This year we realised, more than ever, that heroes and heroines truly live among us right now; they are the ones leaving children and partners at home to staff hospitals and maintain essential services, for us.

In response to their bravery in Spring, we launched a very special holiday fund for our heroes and heroines and asked you to nominate who you thought deserved to win a holiday.

We were overwhelmed with your support in donating to the fund as we cycled for 24 hours around the Cotswolds, socially distanced of course and held our very own client quiz nights, online of course. We were even more overwhelmed with the sheer number of nominations, and continually touched reading stories about your loved ones putting our health and safety, before their own.

We are pleased to announce that after much deliberation we have chosen a winner.

Our winner:

Alison B
(full name not disclosed for privacy)

Alison was previously working as Head of Nursing at a London Trust, and has gone back to support them during the COVID-19 pandemic. She helped organise the new Nightingale centre in London and has gone back in to support staff training etc. She has a wife and child at home but says despite her own fears, its what the NHS family do, they just get on with it. She is an amazing person, caring, intelligent and so very capable, and her and her family have been through a lot in the last year, so she/they thoroughly deserve a break, when the time comes.

Carolyn’s nomination for Alison

Our team is now in contact with Alison to arrange her holiday to be taken in 2021.

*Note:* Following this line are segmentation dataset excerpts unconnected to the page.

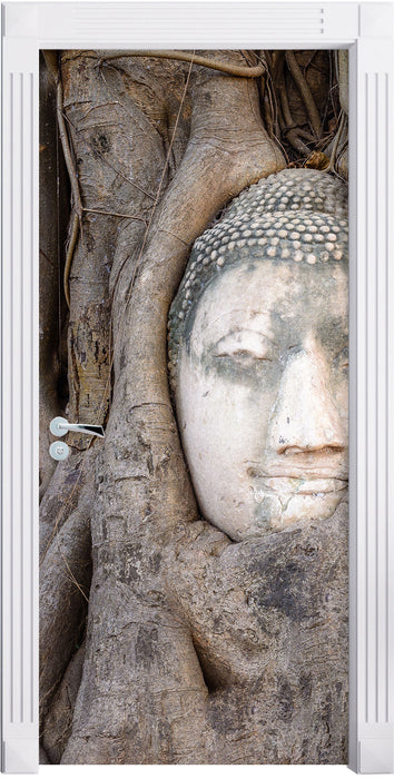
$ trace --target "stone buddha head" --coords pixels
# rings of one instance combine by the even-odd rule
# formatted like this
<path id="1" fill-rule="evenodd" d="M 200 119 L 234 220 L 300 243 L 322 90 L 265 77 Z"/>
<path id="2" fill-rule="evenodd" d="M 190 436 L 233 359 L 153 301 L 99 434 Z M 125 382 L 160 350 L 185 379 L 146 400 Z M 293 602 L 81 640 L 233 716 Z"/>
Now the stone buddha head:
<path id="1" fill-rule="evenodd" d="M 203 516 L 235 541 L 331 516 L 347 487 L 346 188 L 284 170 L 194 245 L 169 316 Z"/>

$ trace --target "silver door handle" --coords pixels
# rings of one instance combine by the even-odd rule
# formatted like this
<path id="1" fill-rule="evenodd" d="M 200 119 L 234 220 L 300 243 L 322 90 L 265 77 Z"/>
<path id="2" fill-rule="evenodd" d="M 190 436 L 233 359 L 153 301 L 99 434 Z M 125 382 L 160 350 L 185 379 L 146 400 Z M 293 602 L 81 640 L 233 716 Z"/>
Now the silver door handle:
<path id="1" fill-rule="evenodd" d="M 67 422 L 62 416 L 55 416 L 49 425 L 52 435 L 66 435 L 69 431 L 73 433 L 85 433 L 86 435 L 98 435 L 104 438 L 104 428 L 101 425 L 83 425 L 81 423 Z"/>

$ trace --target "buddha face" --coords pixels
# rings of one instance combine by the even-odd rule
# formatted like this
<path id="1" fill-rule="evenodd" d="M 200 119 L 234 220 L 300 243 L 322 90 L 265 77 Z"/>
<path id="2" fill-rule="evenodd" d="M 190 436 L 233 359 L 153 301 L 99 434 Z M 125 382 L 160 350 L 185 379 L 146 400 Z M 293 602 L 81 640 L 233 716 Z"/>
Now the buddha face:
<path id="1" fill-rule="evenodd" d="M 347 487 L 343 263 L 249 260 L 203 293 L 176 407 L 203 516 L 233 540 L 331 516 Z"/>

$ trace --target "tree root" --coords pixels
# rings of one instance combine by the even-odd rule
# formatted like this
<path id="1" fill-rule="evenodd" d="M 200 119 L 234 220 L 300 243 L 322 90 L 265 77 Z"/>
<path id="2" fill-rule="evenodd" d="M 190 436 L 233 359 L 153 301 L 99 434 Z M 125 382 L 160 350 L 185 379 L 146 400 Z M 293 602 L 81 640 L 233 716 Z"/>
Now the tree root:
<path id="1" fill-rule="evenodd" d="M 91 517 L 87 654 L 62 763 L 188 762 L 191 753 L 204 762 L 207 689 L 160 574 L 174 527 L 197 516 L 169 398 L 167 316 L 194 239 L 229 199 L 284 165 L 259 118 L 257 85 L 201 72 L 181 164 L 142 250 L 117 276 L 115 387 Z M 190 716 L 193 749 L 185 738 Z"/>
<path id="2" fill-rule="evenodd" d="M 83 630 L 91 575 L 90 495 L 89 490 L 80 500 L 78 510 L 53 539 L 41 566 L 41 721 Z"/>
<path id="3" fill-rule="evenodd" d="M 46 717 L 42 747 L 48 762 L 59 763 L 71 734 L 73 708 L 82 678 L 85 642 L 71 658 L 53 702 Z"/>
<path id="4" fill-rule="evenodd" d="M 210 68 L 211 70 L 218 70 L 221 73 L 227 73 L 228 76 L 237 76 L 239 78 L 259 78 L 265 72 L 265 67 L 263 63 L 256 66 L 240 66 L 230 62 L 219 62 L 216 59 L 210 59 L 209 57 L 200 57 L 199 55 L 189 53 L 188 51 L 173 51 L 173 50 L 151 50 L 141 51 L 135 49 L 132 51 L 114 51 L 110 55 L 101 57 L 97 62 L 98 68 L 102 67 L 105 62 L 114 59 L 121 59 L 124 57 L 155 57 L 156 59 L 174 59 L 180 60 L 181 62 L 193 62 L 194 65 L 203 66 L 204 68 Z"/>

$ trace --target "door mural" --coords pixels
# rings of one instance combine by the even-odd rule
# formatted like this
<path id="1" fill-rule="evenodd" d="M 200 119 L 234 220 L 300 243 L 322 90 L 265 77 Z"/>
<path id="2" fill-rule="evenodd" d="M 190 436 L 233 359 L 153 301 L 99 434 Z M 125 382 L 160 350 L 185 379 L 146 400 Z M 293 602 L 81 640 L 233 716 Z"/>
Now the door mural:
<path id="1" fill-rule="evenodd" d="M 347 52 L 42 52 L 41 762 L 347 762 Z"/>

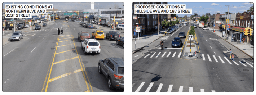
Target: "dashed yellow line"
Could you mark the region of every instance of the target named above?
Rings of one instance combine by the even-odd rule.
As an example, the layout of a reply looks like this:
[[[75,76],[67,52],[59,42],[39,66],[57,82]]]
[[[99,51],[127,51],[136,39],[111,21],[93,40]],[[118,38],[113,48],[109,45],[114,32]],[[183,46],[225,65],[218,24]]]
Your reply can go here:
[[[62,52],[59,52],[59,53],[56,53],[55,54],[60,54],[60,53],[65,53],[65,52],[66,52],[69,51],[72,51],[72,50],[76,50],[76,49],[72,49],[72,50],[69,50],[65,51],[62,51]]]
[[[53,63],[53,65],[54,65],[54,64],[57,64],[57,63],[61,63],[61,62],[65,62],[65,61],[67,61],[67,60],[70,60],[73,59],[76,59],[76,58],[78,58],[78,56],[76,56],[76,57],[73,57],[73,58],[70,58],[70,59],[65,59],[65,60],[62,60],[60,61],[58,61],[58,62],[56,62]]]
[[[67,73],[66,74],[65,74],[61,75],[58,76],[58,77],[54,77],[54,78],[52,78],[52,79],[50,79],[50,80],[49,80],[49,82],[51,82],[52,81],[59,79],[60,78],[61,78],[67,76],[71,75],[72,74],[74,74],[74,73],[78,72],[79,72],[82,71],[82,69],[78,69],[77,70],[74,71],[74,72],[69,72],[69,73]]]
[[[66,46],[66,45],[71,45],[74,44],[73,43],[73,44],[69,44],[69,45],[62,45],[62,46],[57,46],[57,47],[61,47],[61,46]]]

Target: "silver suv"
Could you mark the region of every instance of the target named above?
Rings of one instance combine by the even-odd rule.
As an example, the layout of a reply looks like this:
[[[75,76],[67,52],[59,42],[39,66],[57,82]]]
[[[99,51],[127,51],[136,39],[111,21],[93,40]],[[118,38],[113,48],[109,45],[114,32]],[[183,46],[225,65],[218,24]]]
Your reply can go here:
[[[23,33],[21,31],[16,31],[14,32],[11,36],[10,39],[11,41],[13,40],[17,40],[19,41],[21,39],[23,39]]]
[[[124,89],[124,58],[108,58],[99,60],[98,71],[107,78],[109,89]]]

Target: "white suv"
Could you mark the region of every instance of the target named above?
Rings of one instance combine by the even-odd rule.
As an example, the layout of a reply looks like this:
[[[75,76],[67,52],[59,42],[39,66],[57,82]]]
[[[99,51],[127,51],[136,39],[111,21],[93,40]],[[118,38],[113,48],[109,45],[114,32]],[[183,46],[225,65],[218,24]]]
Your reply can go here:
[[[82,49],[84,50],[84,54],[87,53],[100,54],[101,45],[96,39],[85,39],[82,41]]]

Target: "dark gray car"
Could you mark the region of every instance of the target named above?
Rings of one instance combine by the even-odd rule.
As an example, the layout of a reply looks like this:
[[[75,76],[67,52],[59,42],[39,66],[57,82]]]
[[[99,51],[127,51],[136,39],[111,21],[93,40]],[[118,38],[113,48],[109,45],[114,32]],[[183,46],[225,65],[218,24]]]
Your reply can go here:
[[[99,60],[98,71],[107,78],[108,87],[124,89],[124,58],[108,58]]]

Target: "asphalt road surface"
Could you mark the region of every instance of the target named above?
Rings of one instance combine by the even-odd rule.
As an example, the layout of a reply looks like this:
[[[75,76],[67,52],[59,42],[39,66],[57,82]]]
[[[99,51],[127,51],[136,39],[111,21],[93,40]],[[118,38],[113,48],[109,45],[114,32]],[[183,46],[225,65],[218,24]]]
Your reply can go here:
[[[253,91],[253,60],[212,31],[195,28],[200,49],[197,59],[185,59],[182,47],[171,47],[171,40],[180,32],[186,35],[190,25],[132,55],[132,91]],[[234,62],[229,59],[230,49],[235,53]]]
[[[62,28],[64,35],[59,35]],[[102,30],[104,33],[110,29]],[[99,30],[99,29],[98,29]],[[116,40],[98,40],[100,54],[84,54],[78,33],[94,29],[64,19],[39,30],[24,32],[24,39],[3,47],[3,91],[123,92],[110,90],[107,80],[98,72],[100,59],[124,57]],[[123,32],[120,34],[124,36]]]

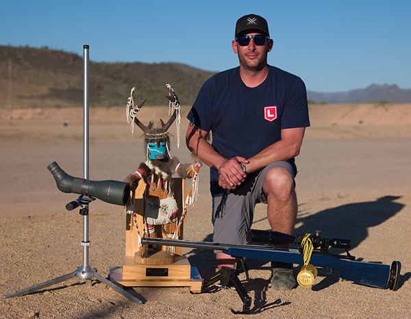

Some of our other nominations for heroes and heroines

My wife returned to the front line having retired from nursing last year. She was one of the first to volunteer to go back and although she had never worked in ICU before and was a paediatric nurse, she was determined to be right on the front line and treat the sickest patients in our local Gloucester hospital. Her determination to get back to work was in spite of having had an operation on her ankle some two months before and also in spite of her constant back pain that she suffers having had major surgery some time ago.
I was in awe of her working 12 and a half hour shifts with little by way of breaks, working in full PPE equipment and unable to leave her work station for up to 4 hours at a time.

I would like to nominate my friend Sarah who is a support worker at The Grange, Liss, Hampshire. She works with adults who have learning and physical disabilities, caring for their everyday needs. She works long shifts and continues to be a positive and happy person even when working with adults with suspected coronavirus. She also works for the Rose Road Association, recently raising money for the charity by completing a sky dive. The Rose Road Association is a charity that provides services for over 300 children and adults with disabilities in Hampshire. However she is unable to continue for work for the charity at present due to suspected coronavirus cases at The Grange. For a young person, she is so selfless and always willing to do whatever is needed for other people.

“Jordan has spent all winter dealing with the usual pressure they encounter every year and has now been faced with the toughest thing of her career so far. She works 12 hour shifts at a hospital in Bristol, wearing PPE that bruises her face and make her feel very hot and faint. Jordan doesn’t live in the same town as her family, so even after really bad days at work she doesn’t get to see them. Working in such a busy hospital in a major UK city and risking her health in less than ideal conditions, just to help so many people is why i would like to nominate her.”

“I would love to nominate Karen (Kazza), my Mother. My mum is a District carer in Devon. All my life I’ve never known my mum not to be working whether that working in care-homes, working as a carer on behalf on the NHS (present job), childminding in her time off or just raising an enormous Youens family that continues to grow at a rapid rate with all the grandkids (theres 7 at this current time). She’s a wonder woman, a mother and carer in every possible sense of the word. I would love for my well deserving mum to take a break. She’d no doubt try to refuse it and offer it to someone “more deserving” else before reluctantly obliging. She’s a hero in my eyes along with every other key worker right now!”

Thank you to everyone who has donated to the fund and for all the many wonderful nominations.

We hope you stay safe this Christmas and New Year and look forward to a brighter 2021.